Sunday, February 10, 2013

More thinking out loud on music and the church

So I have had a week to think about the Church Music Conference and all it had to offer, and to think more about the general state of music in the church or at least that corner of the church in which I am situated.

Well, no, not really.  I've had a week to try and recover physically from the trip, try to get back into my regular class schedule, discover that I wasn't necessarily totally recovered from the trip, catch up with assignments, and try not to forget everything from last weekend amidst all of that tumult.

How successful I was at the latter remains to be seen.  Still, while claiming no expertise beyond the minimum (my M.C.M. degree was long ago and not in a particularly liturgically inclined denomination, and I'm a long way from being a pastor yet), I do have some wonderings about the state of music in the (liturgical, non-Catholic, mainline-ish) church and how it can be made better, if at all.

Picking up a thread from the last post, for how many churches is it true that the song of the congregation is the primary musical focal point of the church?  How many churches can truly say that any and all of the musical activities that exist in the church -- the sanctuary choir under whatever name it may be given, any choirs for youth and/or children that may exist, the organ, the piano or any other instruments that may be used -- are primarily intended for and designed for the enhancement and support of the song of the congregation?

I have not been to that many churches in my years in the mainline tradition.  I can only go by what I have seen, and to a much lesser degree from secondhand sources -- what others have had to say about the subject.  With those caveats, I'm going to guess that the answer to the questions of the previous paragraph is a pretty small number.  Whatever good intentions might be out there, choirs pretty quickly tend to exist for their own sake.  If the choir gets through the anthem, however movingly or effectively or beautifully it might be rendered, then the choir has done its job.  Unless the pastor has gone off on a wild hair and put in some crazy unknown hymn, the choir is most unlikely to crack a hymnal at all (and I've seen some choirs where the members can't even be bothered to sing the hymns with the congregation -- an extreme and unrepresentative example, but out there nonetheless), or to do so only with minimal energy or concentration.

Here is a point at which something should be made quite clear; the impulse to "put on a show" and rely heavily on entertainment value is not at all limited to those churches which trade in the so-called "contemporary worship" idiom.  Showmanship, or performative priority, is just as much a danger in a church steeped in classical tradition and singing from the masterworks for their services as in your basic happy-happy-rock-and-roll church.  For that matter, it is a pitfall for the church with the fully-stocked graded choir program putting the smallest kids out there on a rather frequent basis in the knowledge that their unbeatable cuteness will put lots of family members in the pews and maybe even draw applause from the congregation (o.k., that's going to have to be a subject for a post unto itself, the whole applause business).  To the degree that the musical program of church becomes a butts-in-the-seats proposition rather than a songs-in-the-hearts endeavor to lead and edify those who are in those seats, maybe there's a problem.  Maybe something is out of whack.

Before you say anything; no, this is not to say that the only thing a choir can do is sing the hymns to lead the congregation.  Yes, it's perfectly appropriate for the choir to bring forth anthems in the service.
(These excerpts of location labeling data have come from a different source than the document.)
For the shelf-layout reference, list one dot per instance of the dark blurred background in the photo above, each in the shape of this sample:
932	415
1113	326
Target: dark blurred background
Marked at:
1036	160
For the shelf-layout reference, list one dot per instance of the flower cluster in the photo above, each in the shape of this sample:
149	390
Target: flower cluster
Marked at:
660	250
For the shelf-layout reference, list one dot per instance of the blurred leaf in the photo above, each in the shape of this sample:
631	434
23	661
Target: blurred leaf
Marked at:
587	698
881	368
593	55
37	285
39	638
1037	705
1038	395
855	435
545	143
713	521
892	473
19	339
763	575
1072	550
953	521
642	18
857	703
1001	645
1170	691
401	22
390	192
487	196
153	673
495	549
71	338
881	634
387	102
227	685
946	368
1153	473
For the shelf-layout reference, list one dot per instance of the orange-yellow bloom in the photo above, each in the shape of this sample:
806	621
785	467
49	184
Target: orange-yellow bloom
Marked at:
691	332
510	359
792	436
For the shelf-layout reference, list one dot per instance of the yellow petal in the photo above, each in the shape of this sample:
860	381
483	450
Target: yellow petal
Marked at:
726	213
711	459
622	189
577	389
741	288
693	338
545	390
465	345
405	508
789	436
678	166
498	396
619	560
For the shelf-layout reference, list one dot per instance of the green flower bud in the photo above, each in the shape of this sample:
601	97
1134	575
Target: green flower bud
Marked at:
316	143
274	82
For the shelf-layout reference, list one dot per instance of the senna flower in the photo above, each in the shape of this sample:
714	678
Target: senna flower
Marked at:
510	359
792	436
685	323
To the degree that anthem "performance" becomes the choir's main or only reason for existence in the church that's a problem, but the choir can be an effective proclaimer of the word with well-chosen and well-prepared anthem material (and yes, there's a pretty good chance the message they proclaim may well stay in the memory of the congregation better than anything I say as pastor).  Personally, I don't even have a problem with a choir doing extra-liturgical things like concerts, or performances of large works outside the worship service.  Anything that makes the choir a more skilled musical instrument, so to speak, will be of benefit to the congregation that is led in musical worship by that choir.  Again, the question is one of priority.  If the scheduled performance of the Rutter Requiem or the Vivaldi Gloria keeps the choir from its primary role of worship and song leadership, then it probably needs to go, but the two are not necessarily incompatible and may even enhance one another.  It is about remembering what comes first and foremost.

I have a feeling there will be more later.